Test particle simulation is a useful method for studying both linear and nonlinear wave-particle interactions in the magnetosphere. The gyro-averaged equations of particle motion for first-order and other cyclotron harmonic resonances with oblique whistler-mode waves were first derived by Bell [J. Geophys. Res. 89, 905 (1984)] and the most recent relativistic form was given by Ginet and Albert [Phys. Fluids B 3, 2994 (1991)], and Bortnik [Ph.D. thesis (Stanford University, 2004), p. 40]. However, recently we found there was a (−1)l−1 term difference between their formulas of perpendicular motion for the lth-order resonance.
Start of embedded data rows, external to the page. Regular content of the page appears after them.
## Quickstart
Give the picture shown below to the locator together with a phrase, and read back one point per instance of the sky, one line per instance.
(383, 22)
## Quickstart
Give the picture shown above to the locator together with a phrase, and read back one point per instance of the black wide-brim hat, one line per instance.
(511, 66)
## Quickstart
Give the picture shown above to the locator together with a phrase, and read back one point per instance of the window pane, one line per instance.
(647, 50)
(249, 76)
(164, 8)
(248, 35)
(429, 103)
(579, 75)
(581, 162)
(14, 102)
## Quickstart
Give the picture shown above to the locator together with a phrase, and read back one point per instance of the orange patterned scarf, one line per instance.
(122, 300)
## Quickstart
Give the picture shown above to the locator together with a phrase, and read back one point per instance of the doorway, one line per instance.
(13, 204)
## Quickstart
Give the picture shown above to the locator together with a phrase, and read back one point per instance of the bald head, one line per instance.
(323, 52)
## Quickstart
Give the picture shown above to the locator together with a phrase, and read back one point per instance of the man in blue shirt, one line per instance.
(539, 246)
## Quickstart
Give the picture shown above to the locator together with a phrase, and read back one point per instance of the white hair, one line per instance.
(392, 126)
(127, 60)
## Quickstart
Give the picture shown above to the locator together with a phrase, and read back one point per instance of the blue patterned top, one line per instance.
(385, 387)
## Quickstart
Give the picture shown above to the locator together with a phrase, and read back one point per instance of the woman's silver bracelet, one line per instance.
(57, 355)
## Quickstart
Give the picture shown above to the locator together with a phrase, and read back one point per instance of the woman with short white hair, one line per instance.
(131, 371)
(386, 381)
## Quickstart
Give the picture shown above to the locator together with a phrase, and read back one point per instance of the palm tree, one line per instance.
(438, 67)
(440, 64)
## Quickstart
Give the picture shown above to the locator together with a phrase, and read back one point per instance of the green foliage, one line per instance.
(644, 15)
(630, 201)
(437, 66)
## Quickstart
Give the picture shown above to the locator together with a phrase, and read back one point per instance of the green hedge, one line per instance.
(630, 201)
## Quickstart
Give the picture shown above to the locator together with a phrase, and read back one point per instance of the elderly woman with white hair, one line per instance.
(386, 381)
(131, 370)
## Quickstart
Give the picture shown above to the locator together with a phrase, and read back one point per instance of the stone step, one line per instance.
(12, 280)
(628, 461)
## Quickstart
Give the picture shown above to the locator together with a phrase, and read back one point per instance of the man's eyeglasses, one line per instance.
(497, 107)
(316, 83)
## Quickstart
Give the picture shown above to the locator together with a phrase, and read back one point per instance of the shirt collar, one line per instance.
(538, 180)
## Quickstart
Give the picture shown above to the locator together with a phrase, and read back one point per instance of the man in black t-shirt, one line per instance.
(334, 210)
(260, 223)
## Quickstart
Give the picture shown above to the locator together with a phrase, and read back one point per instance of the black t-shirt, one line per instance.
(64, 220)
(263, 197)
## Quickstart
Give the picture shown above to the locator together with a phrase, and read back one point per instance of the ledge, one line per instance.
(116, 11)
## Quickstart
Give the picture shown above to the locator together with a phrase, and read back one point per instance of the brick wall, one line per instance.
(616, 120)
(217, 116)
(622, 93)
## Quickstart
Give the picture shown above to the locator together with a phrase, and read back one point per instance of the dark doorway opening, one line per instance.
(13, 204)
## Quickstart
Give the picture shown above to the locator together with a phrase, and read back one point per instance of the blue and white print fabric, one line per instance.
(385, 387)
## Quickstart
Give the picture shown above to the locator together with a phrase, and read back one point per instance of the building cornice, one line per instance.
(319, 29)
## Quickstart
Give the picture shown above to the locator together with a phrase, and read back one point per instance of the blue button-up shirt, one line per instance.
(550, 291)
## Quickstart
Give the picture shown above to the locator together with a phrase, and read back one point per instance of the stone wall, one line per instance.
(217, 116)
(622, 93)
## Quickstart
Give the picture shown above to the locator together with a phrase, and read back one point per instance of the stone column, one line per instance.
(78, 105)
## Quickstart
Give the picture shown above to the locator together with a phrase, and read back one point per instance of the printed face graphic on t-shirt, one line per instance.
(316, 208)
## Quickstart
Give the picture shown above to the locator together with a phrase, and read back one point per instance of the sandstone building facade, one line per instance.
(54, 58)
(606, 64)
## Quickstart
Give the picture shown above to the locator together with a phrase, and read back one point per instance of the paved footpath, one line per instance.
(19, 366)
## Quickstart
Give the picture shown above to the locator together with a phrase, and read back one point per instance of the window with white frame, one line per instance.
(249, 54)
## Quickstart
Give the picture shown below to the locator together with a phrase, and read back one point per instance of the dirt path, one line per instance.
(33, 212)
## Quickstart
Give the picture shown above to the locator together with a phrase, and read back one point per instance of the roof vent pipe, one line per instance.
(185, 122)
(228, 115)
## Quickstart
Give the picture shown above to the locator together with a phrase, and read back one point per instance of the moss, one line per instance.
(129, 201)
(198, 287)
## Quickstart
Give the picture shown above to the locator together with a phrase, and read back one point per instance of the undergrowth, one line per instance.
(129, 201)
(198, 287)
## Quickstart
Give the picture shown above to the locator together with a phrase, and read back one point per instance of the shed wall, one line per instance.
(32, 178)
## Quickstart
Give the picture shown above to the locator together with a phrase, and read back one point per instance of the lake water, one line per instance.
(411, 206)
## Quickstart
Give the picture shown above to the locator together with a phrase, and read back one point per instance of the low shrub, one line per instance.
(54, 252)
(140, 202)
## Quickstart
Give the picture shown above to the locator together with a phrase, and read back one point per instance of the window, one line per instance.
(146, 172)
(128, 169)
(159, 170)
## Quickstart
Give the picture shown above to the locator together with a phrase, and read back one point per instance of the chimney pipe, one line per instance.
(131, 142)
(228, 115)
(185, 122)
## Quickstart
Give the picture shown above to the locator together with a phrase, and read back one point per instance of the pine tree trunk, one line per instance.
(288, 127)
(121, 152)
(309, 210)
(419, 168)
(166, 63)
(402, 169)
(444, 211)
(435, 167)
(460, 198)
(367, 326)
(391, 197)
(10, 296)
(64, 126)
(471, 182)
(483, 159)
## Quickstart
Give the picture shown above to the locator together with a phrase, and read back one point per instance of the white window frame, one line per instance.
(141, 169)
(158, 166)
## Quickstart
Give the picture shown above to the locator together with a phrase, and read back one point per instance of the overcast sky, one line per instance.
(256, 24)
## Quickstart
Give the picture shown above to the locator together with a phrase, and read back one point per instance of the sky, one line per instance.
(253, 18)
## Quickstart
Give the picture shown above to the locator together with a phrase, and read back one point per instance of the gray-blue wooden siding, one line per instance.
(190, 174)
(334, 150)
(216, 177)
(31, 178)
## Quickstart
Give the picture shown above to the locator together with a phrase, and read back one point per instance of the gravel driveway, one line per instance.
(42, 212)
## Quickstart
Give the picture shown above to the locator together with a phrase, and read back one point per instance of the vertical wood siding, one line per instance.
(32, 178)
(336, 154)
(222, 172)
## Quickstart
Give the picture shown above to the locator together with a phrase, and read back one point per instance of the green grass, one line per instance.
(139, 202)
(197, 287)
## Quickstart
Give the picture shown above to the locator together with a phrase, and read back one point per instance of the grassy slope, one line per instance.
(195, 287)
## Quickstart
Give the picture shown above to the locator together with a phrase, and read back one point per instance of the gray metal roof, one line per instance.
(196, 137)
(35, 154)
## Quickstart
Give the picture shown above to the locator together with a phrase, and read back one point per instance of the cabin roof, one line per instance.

This article presents the detailed derivation process of the generalized resonance formulas, and suggests a check of the signs for self-consistency, which is independent of the choice of conventions, that is, the energy variation equation resulting from the momentum equations should not contain any wave magnetic components, simply because the magnetic field does not contribute to changes of particle energy. In addition, we show that the wave centripetal force, which was considered small and was neglect in previous studies of nonlinear interactions, has a profound time derivative and can significantly enhance electron phase trapping especially in high frequency waves. This force can also bounce the low pitch angle particles out of the loss cone. We justify both the sign problem and the missing wave centripetal force by demonstrating wave-particle interaction examples, and comparing the gyro-averaged particle motion to the full particle motion under the Lorentz force.